Illegal Steroids: Huge Demand From Everyday People

Mark McGwire

Steroids have an obvious association with sports. The performance-enhancing drugs are a natural temptation for athletes, and dozens of prominent American athletes have either admitted, been tied to, or suspected of using steroids to enhance their bodies.

But in all of the news broken about steroids, interesting figures have surfaced that suggest the steroid market is huge -- much bigger than elite athletes could support on their own.

In a feature for ProPublica, David Epstein cites a recent DEA bust of four labs in Arizona that held 150,000 doses of steroids. those labs were part of an operation that supplied drugs to 20 states and four countries outside of the U.S.

That volume can't be supported by professional athletes alone. Epstein offers plenty of evidence supporting that argument.

It isn't just athletes taking steroids. It's a ton of people -- athletes and non-athletes, people famous and anonymous.

Epstein references a man named Tony Britton, an early adopter of steroids as a performance-enhancing drug. Britton became a steady supplier of those drugs to professional athletes, include several in the NFL. Epstein was able to look through a ledger from his steroid-selling days and was shocked by what he saw:

"The ledger recounted about a year of his sales, and while college football and NFL players, power lifters, professional wrestlers and bodybuilders were among the buyers, the ledger was filled with a diverse smattering of customers, from gym owners to policemen and soldiers to droves of guys who just wanted to have bigger muscles," Epstein writes.

Jose Canseco

Epstein makes the suggestion that the market for steroids is represented by the large audience of muscle magazines. Men in particular are eager to increase their muscle mass and appear stronger, creating powerful cultural trends that fan the flames of steroid use.
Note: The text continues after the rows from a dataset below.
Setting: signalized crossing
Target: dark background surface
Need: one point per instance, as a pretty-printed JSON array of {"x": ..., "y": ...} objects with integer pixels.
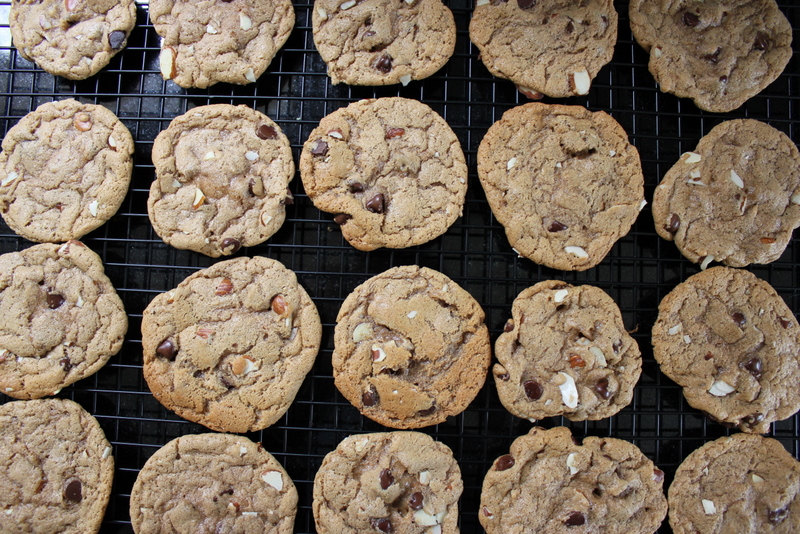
[{"x": 295, "y": 91}]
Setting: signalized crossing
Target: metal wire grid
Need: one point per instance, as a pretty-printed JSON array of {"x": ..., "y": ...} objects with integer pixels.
[{"x": 295, "y": 91}]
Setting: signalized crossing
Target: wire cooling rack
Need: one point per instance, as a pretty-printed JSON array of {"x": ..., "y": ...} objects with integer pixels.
[{"x": 296, "y": 92}]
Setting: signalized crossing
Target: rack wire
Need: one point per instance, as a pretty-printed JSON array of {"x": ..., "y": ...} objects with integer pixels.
[{"x": 296, "y": 92}]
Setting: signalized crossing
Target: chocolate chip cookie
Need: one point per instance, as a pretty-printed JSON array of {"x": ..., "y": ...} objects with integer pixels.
[
  {"x": 64, "y": 171},
  {"x": 564, "y": 182},
  {"x": 565, "y": 352},
  {"x": 731, "y": 342},
  {"x": 206, "y": 483},
  {"x": 391, "y": 170},
  {"x": 232, "y": 41},
  {"x": 553, "y": 48},
  {"x": 222, "y": 174},
  {"x": 718, "y": 53},
  {"x": 410, "y": 348},
  {"x": 230, "y": 346},
  {"x": 400, "y": 482},
  {"x": 56, "y": 468},
  {"x": 71, "y": 38},
  {"x": 550, "y": 483},
  {"x": 383, "y": 42},
  {"x": 60, "y": 318},
  {"x": 735, "y": 199}
]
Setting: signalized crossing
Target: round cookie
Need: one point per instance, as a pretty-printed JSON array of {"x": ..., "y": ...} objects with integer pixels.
[
  {"x": 731, "y": 342},
  {"x": 64, "y": 171},
  {"x": 564, "y": 182},
  {"x": 565, "y": 352},
  {"x": 60, "y": 318},
  {"x": 208, "y": 42},
  {"x": 391, "y": 170},
  {"x": 735, "y": 199},
  {"x": 718, "y": 53},
  {"x": 383, "y": 42},
  {"x": 230, "y": 346},
  {"x": 741, "y": 483},
  {"x": 207, "y": 483},
  {"x": 222, "y": 174},
  {"x": 550, "y": 483},
  {"x": 71, "y": 38},
  {"x": 56, "y": 468},
  {"x": 553, "y": 48},
  {"x": 401, "y": 482},
  {"x": 410, "y": 348}
]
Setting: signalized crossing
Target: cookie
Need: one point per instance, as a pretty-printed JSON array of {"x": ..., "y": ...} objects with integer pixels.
[
  {"x": 71, "y": 38},
  {"x": 410, "y": 348},
  {"x": 735, "y": 199},
  {"x": 56, "y": 468},
  {"x": 741, "y": 483},
  {"x": 391, "y": 170},
  {"x": 60, "y": 318},
  {"x": 564, "y": 182},
  {"x": 383, "y": 42},
  {"x": 565, "y": 352},
  {"x": 731, "y": 342},
  {"x": 545, "y": 48},
  {"x": 65, "y": 171},
  {"x": 230, "y": 346},
  {"x": 206, "y": 483},
  {"x": 550, "y": 483},
  {"x": 222, "y": 176},
  {"x": 718, "y": 53},
  {"x": 233, "y": 41},
  {"x": 401, "y": 482}
]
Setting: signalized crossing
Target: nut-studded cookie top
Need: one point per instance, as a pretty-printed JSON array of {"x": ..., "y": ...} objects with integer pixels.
[
  {"x": 550, "y": 483},
  {"x": 64, "y": 171},
  {"x": 383, "y": 42},
  {"x": 741, "y": 483},
  {"x": 564, "y": 182},
  {"x": 230, "y": 346},
  {"x": 730, "y": 340},
  {"x": 221, "y": 182},
  {"x": 208, "y": 483},
  {"x": 388, "y": 482},
  {"x": 719, "y": 53},
  {"x": 411, "y": 348},
  {"x": 565, "y": 352},
  {"x": 552, "y": 48},
  {"x": 56, "y": 468},
  {"x": 734, "y": 199},
  {"x": 391, "y": 170},
  {"x": 60, "y": 318},
  {"x": 232, "y": 41},
  {"x": 71, "y": 38}
]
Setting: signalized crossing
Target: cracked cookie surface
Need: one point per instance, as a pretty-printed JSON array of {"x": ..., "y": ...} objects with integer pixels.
[
  {"x": 60, "y": 318},
  {"x": 553, "y": 48},
  {"x": 564, "y": 182},
  {"x": 565, "y": 352},
  {"x": 210, "y": 483},
  {"x": 401, "y": 482},
  {"x": 222, "y": 174},
  {"x": 391, "y": 169},
  {"x": 66, "y": 167},
  {"x": 56, "y": 468},
  {"x": 550, "y": 483},
  {"x": 410, "y": 348},
  {"x": 731, "y": 342},
  {"x": 718, "y": 53},
  {"x": 231, "y": 345},
  {"x": 735, "y": 199},
  {"x": 205, "y": 42}
]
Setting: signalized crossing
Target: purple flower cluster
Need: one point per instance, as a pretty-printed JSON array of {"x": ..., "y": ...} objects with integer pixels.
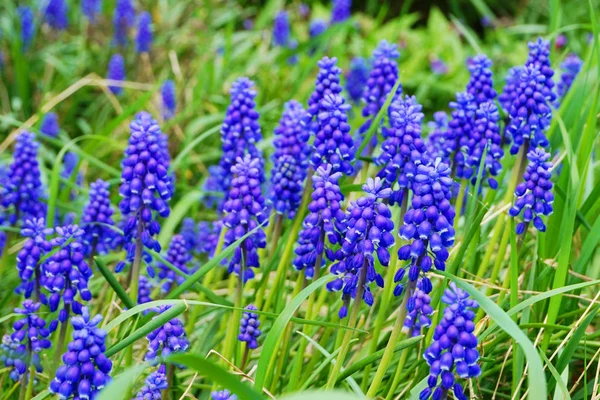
[
  {"x": 169, "y": 99},
  {"x": 143, "y": 38},
  {"x": 146, "y": 186},
  {"x": 66, "y": 273},
  {"x": 244, "y": 211},
  {"x": 356, "y": 78},
  {"x": 368, "y": 231},
  {"x": 530, "y": 112},
  {"x": 290, "y": 160},
  {"x": 116, "y": 72},
  {"x": 28, "y": 340},
  {"x": 179, "y": 256},
  {"x": 341, "y": 10},
  {"x": 85, "y": 370},
  {"x": 56, "y": 14},
  {"x": 333, "y": 144},
  {"x": 21, "y": 190},
  {"x": 26, "y": 20},
  {"x": 403, "y": 149},
  {"x": 49, "y": 126},
  {"x": 570, "y": 69},
  {"x": 249, "y": 327},
  {"x": 123, "y": 21},
  {"x": 381, "y": 81},
  {"x": 97, "y": 221},
  {"x": 534, "y": 196},
  {"x": 156, "y": 382},
  {"x": 324, "y": 224},
  {"x": 454, "y": 347},
  {"x": 167, "y": 339}
]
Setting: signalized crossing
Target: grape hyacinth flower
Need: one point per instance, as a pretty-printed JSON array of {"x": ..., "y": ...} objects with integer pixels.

And there's evidence that the Baby Boomer generation is leading this trend's current growth. Epstein notes that the number of men in their forties getting testosterone supplement prescriptions increased four-fold between 2001 and 2011.

"And guess what's often cheaper and easier to get than prescribed, pharmaceutical grade testosterone? Chemical analogs of testosterone -- that's what steroids are -- that someone sells on the black market or markets as a dietary supplement," Epstein writes.

Professional athletes may be the cover-boys for steroid use, but they're only a fraction of the current market for the drugs. Amazingly, the larger share of that market often goes ignored.